Past the Headlands
Allen & Unwin, $24.95 pb, 352 pp, 1865085391
Past the Headlands by Garry Disher
Contemporary Australian fiction continues to lean on the national past. Perhaps that’s a comment on the present, or the future, for that matter. It seems to be not so much a matter of the past being experientially ‘another country’, but a more engaging version of the literal one. Edgy, experimental attempts to represent the here and now, and to foretell what may lie ahead, such as Bernard Cohen’s Snowdome, are relatively thin on the ground; better, for example, to revive Our Ned for one more fictional fling. War, of all historical subjects, compels the Australian imagination more than any other. Yet World War II, less mythologised than its historical predecessor, but much more important to Australia, warrants more attention than it has received. It is sometimes said that Vietnam was the moment when Australia realised Asia wasn’t ‘the East’ (a cartographical absurdity we inherited from Europe), but its Near North. That’s nonsense: it was early 1942, with the Japanese ‘thrust’ down the Malay Peninsula, the Fall of Singapore, and the bombing of Darwin, that alerted Australia to its regional situation.

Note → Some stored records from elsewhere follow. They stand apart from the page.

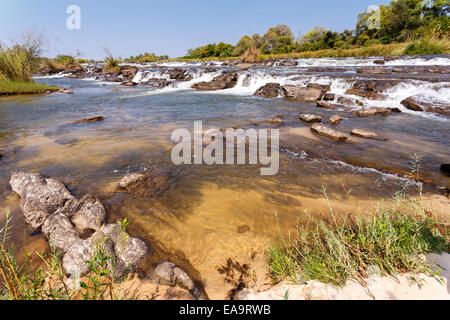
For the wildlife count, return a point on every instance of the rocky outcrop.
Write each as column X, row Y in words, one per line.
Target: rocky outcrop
column 173, row 275
column 324, row 131
column 374, row 70
column 445, row 168
column 376, row 86
column 364, row 134
column 329, row 97
column 65, row 91
column 90, row 120
column 349, row 101
column 288, row 63
column 180, row 75
column 39, row 197
column 156, row 83
column 412, row 104
column 270, row 90
column 224, row 81
column 310, row 118
column 302, row 94
column 324, row 87
column 331, row 106
column 372, row 111
column 334, row 120
column 365, row 94
column 145, row 183
column 129, row 84
column 49, row 206
column 275, row 121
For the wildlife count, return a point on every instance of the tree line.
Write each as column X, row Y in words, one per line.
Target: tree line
column 400, row 21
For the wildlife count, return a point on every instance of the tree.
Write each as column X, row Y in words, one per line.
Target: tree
column 223, row 50
column 279, row 39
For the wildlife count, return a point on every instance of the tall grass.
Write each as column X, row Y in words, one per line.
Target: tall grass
column 427, row 46
column 387, row 241
column 251, row 55
column 8, row 87
column 21, row 59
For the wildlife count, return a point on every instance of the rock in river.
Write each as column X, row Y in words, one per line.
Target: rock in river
column 145, row 183
column 324, row 131
column 39, row 197
column 310, row 118
column 302, row 94
column 270, row 90
column 334, row 120
column 224, row 81
column 364, row 133
column 372, row 111
column 446, row 169
column 90, row 120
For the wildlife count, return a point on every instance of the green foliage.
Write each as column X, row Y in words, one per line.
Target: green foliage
column 8, row 87
column 279, row 39
column 424, row 46
column 401, row 21
column 390, row 240
column 146, row 57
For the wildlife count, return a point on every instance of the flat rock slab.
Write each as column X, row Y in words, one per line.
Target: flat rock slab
column 90, row 120
column 329, row 133
column 310, row 118
column 302, row 94
column 334, row 120
column 331, row 106
column 364, row 134
column 372, row 111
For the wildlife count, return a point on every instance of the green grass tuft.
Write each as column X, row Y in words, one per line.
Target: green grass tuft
column 389, row 241
column 8, row 87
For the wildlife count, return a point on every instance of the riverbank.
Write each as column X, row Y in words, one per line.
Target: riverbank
column 11, row 88
column 386, row 50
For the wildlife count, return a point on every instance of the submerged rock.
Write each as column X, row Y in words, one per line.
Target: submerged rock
column 329, row 97
column 302, row 94
column 89, row 214
column 364, row 133
column 90, row 120
column 173, row 275
column 224, row 81
column 331, row 106
column 145, row 183
column 348, row 101
column 372, row 111
column 65, row 91
column 414, row 105
column 49, row 206
column 374, row 70
column 365, row 94
column 40, row 197
column 446, row 169
column 310, row 118
column 129, row 83
column 324, row 131
column 270, row 90
column 276, row 121
column 379, row 62
column 334, row 120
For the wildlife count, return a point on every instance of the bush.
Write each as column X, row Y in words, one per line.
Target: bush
column 251, row 55
column 424, row 47
column 19, row 61
column 390, row 240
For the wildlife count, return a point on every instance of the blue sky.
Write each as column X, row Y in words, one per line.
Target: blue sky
column 167, row 26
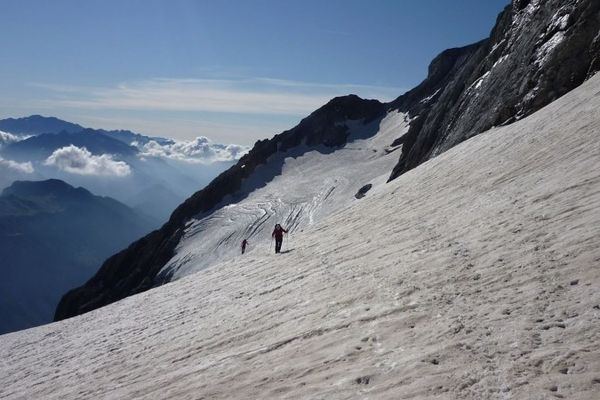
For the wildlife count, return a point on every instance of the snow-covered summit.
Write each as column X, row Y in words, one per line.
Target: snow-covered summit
column 473, row 276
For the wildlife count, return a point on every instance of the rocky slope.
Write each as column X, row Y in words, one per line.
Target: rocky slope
column 538, row 51
column 52, row 238
column 473, row 276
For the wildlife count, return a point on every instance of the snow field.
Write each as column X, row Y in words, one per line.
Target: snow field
column 474, row 276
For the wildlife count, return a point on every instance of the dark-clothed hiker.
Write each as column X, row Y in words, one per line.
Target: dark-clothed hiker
column 278, row 235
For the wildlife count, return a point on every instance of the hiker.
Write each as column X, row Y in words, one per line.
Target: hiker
column 278, row 235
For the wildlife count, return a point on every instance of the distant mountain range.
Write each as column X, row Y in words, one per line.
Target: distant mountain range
column 37, row 124
column 53, row 237
column 41, row 146
column 536, row 52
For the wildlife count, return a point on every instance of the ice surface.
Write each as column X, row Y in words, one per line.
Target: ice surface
column 309, row 187
column 473, row 276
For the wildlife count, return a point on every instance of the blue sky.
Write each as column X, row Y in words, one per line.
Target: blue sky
column 234, row 71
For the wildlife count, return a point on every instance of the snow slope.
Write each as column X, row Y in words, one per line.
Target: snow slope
column 310, row 186
column 473, row 276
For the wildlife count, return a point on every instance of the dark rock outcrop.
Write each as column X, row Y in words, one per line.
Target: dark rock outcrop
column 363, row 191
column 136, row 268
column 537, row 52
column 53, row 236
column 37, row 124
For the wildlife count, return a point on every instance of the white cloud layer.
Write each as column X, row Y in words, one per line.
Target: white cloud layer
column 25, row 167
column 199, row 150
column 6, row 138
column 76, row 160
column 241, row 96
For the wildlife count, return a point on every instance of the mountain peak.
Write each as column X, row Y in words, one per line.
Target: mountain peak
column 36, row 189
column 37, row 124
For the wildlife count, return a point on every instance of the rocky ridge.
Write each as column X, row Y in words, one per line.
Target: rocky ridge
column 537, row 51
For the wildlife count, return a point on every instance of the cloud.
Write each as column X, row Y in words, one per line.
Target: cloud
column 25, row 167
column 199, row 150
column 76, row 160
column 240, row 96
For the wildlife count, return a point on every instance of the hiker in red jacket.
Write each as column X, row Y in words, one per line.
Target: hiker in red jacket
column 278, row 235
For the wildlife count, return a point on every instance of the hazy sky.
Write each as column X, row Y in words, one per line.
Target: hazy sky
column 234, row 71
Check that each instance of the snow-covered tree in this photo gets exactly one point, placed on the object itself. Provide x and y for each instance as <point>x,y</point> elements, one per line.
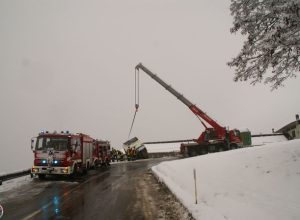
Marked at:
<point>272,28</point>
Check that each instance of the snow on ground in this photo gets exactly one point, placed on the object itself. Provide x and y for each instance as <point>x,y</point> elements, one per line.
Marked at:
<point>268,139</point>
<point>258,183</point>
<point>14,183</point>
<point>166,147</point>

Garry Disher tackles this historical terrain in his new novel. Its hero, Neil Quiller, was born in England to an Australian mother just after World War I, the product of a wartime romance. When she dies, he is sent back, aged thirteen, to Haarlem Downs, the family cattle station on the Kimberley coast of far north-west Australia. Quiller’s ‘years of exile’ are abruptly ended by the outbreak of war, which he sees as an opportunity to reclaim his tenuous English identity. A capable pilot, Quiller serves as a photo-reconnaissance pilot for the RAF, flying perilous sorties from bases in Malaya, before becoming caught up in the Japanese invasion.